Also known as Children of Tokyo, this silent Japanese masterpiece from director Yasujiro Ozu is a charming, genial satire that touches on a bitter truth: While everyone is born with great expectations for themselves, the majority of us end up leading lives of unremarkable routine.
The film opens with two young brothers (Tomio Aoki and Hideo Sugarawa) on their first day in a new neighborhood. Their father Yoshii (Tatsuo Saito), a middle manager, hopes living near his boss will improve his situation within the company. The boys, meanwhile, must negotiate an unfamiliar social network, including a gang of bullies to which the son of their father’s boss belongs.
Aoki and Sugarawa are precious, natural presences – especially considering that in America, this was the age of Our Gang mugging. Hoping to evade the bullies, the mischievous brothers skip school and share a picnic in a field – an extended scene of such believable sibling camaraderie you feel as if Ozu must have been filming the boys with a candid camera.
You want to think that a life of monotony isn’t awaiting these bright kids, yet I Was Born, but… initially suggests that it is. At one point, Ozu’s camera tracks along a series of desks at Yoshii’s office as each man yawns in succession – when one doesn’t, the witty camera backtracks and waits until he does. You laugh, but then your heart breaks a bit when the film immediately cuts to a shot of uniformed school kids at their desks working on the same assignment. The indoctrination of ordinariness has already begun.

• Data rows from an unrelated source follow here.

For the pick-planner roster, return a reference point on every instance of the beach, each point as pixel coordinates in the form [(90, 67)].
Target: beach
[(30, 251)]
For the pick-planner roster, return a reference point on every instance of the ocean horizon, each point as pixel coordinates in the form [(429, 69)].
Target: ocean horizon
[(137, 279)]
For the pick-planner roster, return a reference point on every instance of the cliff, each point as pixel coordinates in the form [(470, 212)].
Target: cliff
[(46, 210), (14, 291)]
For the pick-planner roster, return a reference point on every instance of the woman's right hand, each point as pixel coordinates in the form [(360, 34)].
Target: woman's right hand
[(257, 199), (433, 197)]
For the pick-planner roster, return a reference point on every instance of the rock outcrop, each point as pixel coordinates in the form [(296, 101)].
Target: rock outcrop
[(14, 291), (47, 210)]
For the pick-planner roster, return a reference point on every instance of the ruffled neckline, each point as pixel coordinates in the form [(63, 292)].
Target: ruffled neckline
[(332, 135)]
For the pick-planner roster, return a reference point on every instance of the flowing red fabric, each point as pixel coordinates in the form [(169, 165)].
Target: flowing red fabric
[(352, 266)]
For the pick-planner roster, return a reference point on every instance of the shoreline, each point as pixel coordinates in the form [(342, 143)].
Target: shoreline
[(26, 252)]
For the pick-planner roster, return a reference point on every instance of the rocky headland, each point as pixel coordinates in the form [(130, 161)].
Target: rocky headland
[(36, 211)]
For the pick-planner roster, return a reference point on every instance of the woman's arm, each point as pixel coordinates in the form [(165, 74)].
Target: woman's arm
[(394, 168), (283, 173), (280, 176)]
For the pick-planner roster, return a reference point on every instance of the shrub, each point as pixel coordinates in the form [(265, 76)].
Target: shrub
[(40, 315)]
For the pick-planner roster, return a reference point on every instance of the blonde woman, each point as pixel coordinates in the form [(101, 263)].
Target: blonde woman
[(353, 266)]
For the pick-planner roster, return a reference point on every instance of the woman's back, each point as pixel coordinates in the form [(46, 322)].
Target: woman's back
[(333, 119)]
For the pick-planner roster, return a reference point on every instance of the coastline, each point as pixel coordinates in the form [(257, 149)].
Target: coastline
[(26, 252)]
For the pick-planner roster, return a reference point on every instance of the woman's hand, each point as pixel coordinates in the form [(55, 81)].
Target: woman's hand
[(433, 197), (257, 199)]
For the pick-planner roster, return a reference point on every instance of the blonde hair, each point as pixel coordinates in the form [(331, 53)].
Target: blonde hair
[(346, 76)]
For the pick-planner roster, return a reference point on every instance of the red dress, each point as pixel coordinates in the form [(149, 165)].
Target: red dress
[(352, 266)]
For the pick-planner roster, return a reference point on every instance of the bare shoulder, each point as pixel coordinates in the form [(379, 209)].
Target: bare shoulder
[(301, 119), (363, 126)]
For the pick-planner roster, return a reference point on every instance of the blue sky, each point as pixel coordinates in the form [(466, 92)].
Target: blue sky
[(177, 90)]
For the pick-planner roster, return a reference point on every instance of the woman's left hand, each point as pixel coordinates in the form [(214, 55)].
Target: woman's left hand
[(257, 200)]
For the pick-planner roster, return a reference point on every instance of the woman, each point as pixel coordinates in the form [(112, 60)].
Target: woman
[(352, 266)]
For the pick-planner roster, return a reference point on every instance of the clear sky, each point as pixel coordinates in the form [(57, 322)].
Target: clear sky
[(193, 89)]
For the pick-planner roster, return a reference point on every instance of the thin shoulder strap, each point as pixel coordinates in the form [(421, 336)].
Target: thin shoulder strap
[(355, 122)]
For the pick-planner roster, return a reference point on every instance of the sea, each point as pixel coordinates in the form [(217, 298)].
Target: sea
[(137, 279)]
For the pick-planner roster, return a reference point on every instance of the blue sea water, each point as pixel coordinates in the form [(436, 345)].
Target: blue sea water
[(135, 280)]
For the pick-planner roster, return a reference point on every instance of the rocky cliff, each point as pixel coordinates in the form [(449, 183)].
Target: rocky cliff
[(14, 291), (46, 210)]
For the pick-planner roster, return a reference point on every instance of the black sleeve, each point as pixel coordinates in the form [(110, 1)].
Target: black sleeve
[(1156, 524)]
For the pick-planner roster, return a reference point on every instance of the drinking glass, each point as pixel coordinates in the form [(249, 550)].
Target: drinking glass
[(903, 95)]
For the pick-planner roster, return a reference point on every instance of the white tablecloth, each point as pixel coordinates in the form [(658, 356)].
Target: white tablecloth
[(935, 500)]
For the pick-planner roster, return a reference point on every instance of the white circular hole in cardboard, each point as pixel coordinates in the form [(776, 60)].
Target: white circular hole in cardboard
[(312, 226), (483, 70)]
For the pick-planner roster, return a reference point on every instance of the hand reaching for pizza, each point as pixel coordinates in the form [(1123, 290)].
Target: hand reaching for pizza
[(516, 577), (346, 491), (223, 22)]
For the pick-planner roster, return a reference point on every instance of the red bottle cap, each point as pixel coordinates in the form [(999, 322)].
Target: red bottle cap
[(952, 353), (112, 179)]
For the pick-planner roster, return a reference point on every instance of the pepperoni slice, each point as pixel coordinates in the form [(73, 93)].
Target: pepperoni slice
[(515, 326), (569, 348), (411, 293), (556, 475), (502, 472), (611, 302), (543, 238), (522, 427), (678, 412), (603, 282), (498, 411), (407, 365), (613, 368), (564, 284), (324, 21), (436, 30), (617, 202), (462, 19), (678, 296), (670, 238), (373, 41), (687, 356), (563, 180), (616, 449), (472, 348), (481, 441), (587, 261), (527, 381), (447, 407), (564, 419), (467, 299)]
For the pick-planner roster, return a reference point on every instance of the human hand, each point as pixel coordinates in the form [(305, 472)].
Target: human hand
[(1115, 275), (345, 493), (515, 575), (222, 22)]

Or has it? After the brothers witness their father making a fool of himself in order to entertain his boss, the older one (Sugarawa) confronts his father later at home. (Aoki, playing the younger, amusingly mimics each of Sugarawa’s angry gestures.) Why aren’t you important, they demand of their dad. It’s a crushing, complicated scene, one which Ozu handles with astonishing deference. Without denigrating the father, he gives us hope that these spirited boys will achieve something important indeed.